RESULTS of my "very unusual poll" & the ANSWER to question #2greenspun.com : LUSENET : TimeBomb 2000 (Y2000) : One Thread
To poll participants:
After sifting through the responses to my three questions, I found that your degree of optimism/pessimism did NOT correlate with your answer to question 2, but there appeared to be a strong correlation with question 3. For example, the "very pessimistic" group was highly consistent in their belief that the Federal government must have >75% of ALL its systems compliant in order to avoid major problems, but the "pessimistic" group was much less consistent and required the Fed to have between 50-75% of their systems operational. Unfortunately (from a statistical viewpoint), only a few participants were either neutral or optimistic, but when I lumped these two remaining groups together, it appeared that they required only about 50% of all Fed systems to be compliant. With these results in mind it's instructive to see what Congressman Horn had to say on this subject. In his March 18, 1998, "Opening Remarks", Representative Horn told his Y2k Oversight Subcommittee the following:
"Roughly speaking there are 8,000 mission-critical systems plus 60,000 second and third tier systems. In addition, there are thousands of data exchanges with foreign, state and local government, businesses, and citizens. There are telecommunications systems, biomedical devices, and uncounted millions of embedded computer chips. We cannot allow all these so-called non-mission-critical systems to fail...The collective confusion of tens of thousands of secondary systems failing could be catastrophic."
As many of you know, since that date, the Federal government has repeatedly whittled down the number of mission-critical systems. (Why do you think they keep doing that?) I believe the most recent figure in 6399. Therefore, the MOST conservative estimate of the "percent mission-critical systems" would be based on the ratio 6399/(8000+60,000) which gives 9.4%. However, this percentage is unacceptably high to me because compliant Fed-based data exchanges, and embedded chips MUST be considered essential if THE MISSION OF THE FEDERAL GOVERNMENT in all essential areas has any chance of operational reliability. Coupling this requirement with the millions of desk top computers that are part of this matrix and which have NOT been counted as part of the Fed's mission-critical "systems", and I think you come to the horrific conclusion that not only is the actual number well below 5%, but realistically speaking, Horn and virtually every other government spokesperson, have been playing a giant shell game with the American people. Folks, the emperor has no clothes, all you have to do is open your eyes and look.

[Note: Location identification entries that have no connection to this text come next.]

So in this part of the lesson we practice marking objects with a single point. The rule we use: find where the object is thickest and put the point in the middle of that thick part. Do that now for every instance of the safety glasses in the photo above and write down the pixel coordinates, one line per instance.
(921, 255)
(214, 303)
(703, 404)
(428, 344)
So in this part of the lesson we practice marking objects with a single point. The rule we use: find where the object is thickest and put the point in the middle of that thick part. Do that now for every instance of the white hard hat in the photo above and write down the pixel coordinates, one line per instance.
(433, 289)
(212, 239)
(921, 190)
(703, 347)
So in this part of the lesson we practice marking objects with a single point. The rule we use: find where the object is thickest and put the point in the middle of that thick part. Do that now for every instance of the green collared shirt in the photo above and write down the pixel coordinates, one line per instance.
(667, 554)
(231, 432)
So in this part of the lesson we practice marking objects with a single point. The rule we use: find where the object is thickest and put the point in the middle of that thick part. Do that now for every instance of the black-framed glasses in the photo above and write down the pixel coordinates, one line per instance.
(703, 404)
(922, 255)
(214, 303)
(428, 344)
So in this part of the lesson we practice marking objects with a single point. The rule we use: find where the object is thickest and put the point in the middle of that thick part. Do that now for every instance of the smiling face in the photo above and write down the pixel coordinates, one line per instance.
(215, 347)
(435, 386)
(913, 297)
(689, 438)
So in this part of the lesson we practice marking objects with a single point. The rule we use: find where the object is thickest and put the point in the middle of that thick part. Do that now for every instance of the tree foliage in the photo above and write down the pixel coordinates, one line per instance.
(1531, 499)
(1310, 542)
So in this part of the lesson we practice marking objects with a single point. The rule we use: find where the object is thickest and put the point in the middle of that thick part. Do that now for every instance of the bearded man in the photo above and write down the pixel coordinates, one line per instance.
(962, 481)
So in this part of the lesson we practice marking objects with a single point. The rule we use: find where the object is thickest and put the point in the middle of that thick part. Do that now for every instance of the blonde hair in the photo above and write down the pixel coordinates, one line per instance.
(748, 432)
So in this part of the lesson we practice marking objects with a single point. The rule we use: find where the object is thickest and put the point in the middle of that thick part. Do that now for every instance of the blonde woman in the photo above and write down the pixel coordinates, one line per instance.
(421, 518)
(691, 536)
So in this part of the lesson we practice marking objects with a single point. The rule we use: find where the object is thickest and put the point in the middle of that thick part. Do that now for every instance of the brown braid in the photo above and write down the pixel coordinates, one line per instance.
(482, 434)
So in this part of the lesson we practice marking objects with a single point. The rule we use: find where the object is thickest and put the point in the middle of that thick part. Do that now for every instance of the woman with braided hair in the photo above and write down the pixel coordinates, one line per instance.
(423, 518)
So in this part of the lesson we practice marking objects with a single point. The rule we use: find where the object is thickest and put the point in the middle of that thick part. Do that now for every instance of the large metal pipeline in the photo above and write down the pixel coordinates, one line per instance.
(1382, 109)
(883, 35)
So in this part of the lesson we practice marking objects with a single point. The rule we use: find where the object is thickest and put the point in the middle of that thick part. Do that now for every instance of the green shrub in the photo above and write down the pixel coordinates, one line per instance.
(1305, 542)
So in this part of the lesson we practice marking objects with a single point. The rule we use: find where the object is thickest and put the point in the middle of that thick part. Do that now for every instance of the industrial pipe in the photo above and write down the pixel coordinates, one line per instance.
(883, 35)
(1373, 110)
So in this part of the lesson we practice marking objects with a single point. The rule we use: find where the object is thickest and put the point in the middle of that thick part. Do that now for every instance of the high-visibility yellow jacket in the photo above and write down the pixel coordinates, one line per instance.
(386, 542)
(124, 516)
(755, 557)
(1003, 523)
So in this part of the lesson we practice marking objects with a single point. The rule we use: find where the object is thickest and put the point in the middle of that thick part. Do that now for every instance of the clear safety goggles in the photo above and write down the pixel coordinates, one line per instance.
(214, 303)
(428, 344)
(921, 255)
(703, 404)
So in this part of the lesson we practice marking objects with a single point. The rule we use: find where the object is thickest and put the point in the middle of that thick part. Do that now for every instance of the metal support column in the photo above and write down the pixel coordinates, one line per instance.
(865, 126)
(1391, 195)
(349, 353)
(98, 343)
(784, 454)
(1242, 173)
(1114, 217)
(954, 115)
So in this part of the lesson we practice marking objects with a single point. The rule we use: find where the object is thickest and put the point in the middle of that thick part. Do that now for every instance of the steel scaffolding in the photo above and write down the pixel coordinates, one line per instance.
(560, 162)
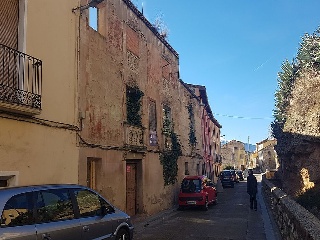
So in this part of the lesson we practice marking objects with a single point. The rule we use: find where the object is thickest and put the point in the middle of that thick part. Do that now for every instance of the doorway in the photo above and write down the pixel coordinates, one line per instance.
(131, 188)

-- Dr. Roger Altman (firstname.lastname@example.org), March 20, 1999
Good work and report.
-- Watchful (email@example.com), March 20, 1999.
So very roughly speaking, there would appear to be a positive correlation between mistrust of the government, and assessment of the importance of government in our lives. This makes good sense -- the larger the role we think government plays, the more concerned we are with that role being handled appropriately. Conversely, those who believe most government activities could vanish and almost nobody would notice a thing, aren't too concerned about their noncompliance.
-- Flint (firstname.lastname@example.org), March 20, 1999.
I received the following email:
Hi, Dr. Altman.
Can I ask you a question regarding your poll result posting? You stated as follows:
"Therefore, the MOST conservative estimate of the "percent mission-critical systems" would be based on the ratio 6399/(8000+60,000) which gives 9.4%. However, this percentage is unacceptably high to me..."
Did you mean to say "unacceptably low"? Meaning that truthfully, the number of mission critical systems have been underestimated.
Or am I misunderstanding the context?
Sylvia raises an excellent point which brings up the basic semantic definition of "mission-critical" systems. If we accept the government's number of 6399 mission-critical systems as absolute and unequivocal than ALL OTHER SYSTEMS must be, by definition, "non-mission critical". Therefore, newly "discovered" system could only be accounted for by assuming it is "non-mission" critical by adding it to the denominator. Thus, my comment that the 9.4% was probably way too high.
However, common sense tells us the there are far more than 6399 mission-critical systems that, indeed, could and should be added to the numerator. Unfortunately, if they weren't counted as part of the TOTAL NUMBER OF SYSTEMS in the first place (as in the case of PC's data exchanges, and embedded chips) then we would have to add them to the denominator as well. Since the resulting percentage could wind up confusing just about everybody, I chose the former logic, however illogical it may appear at first.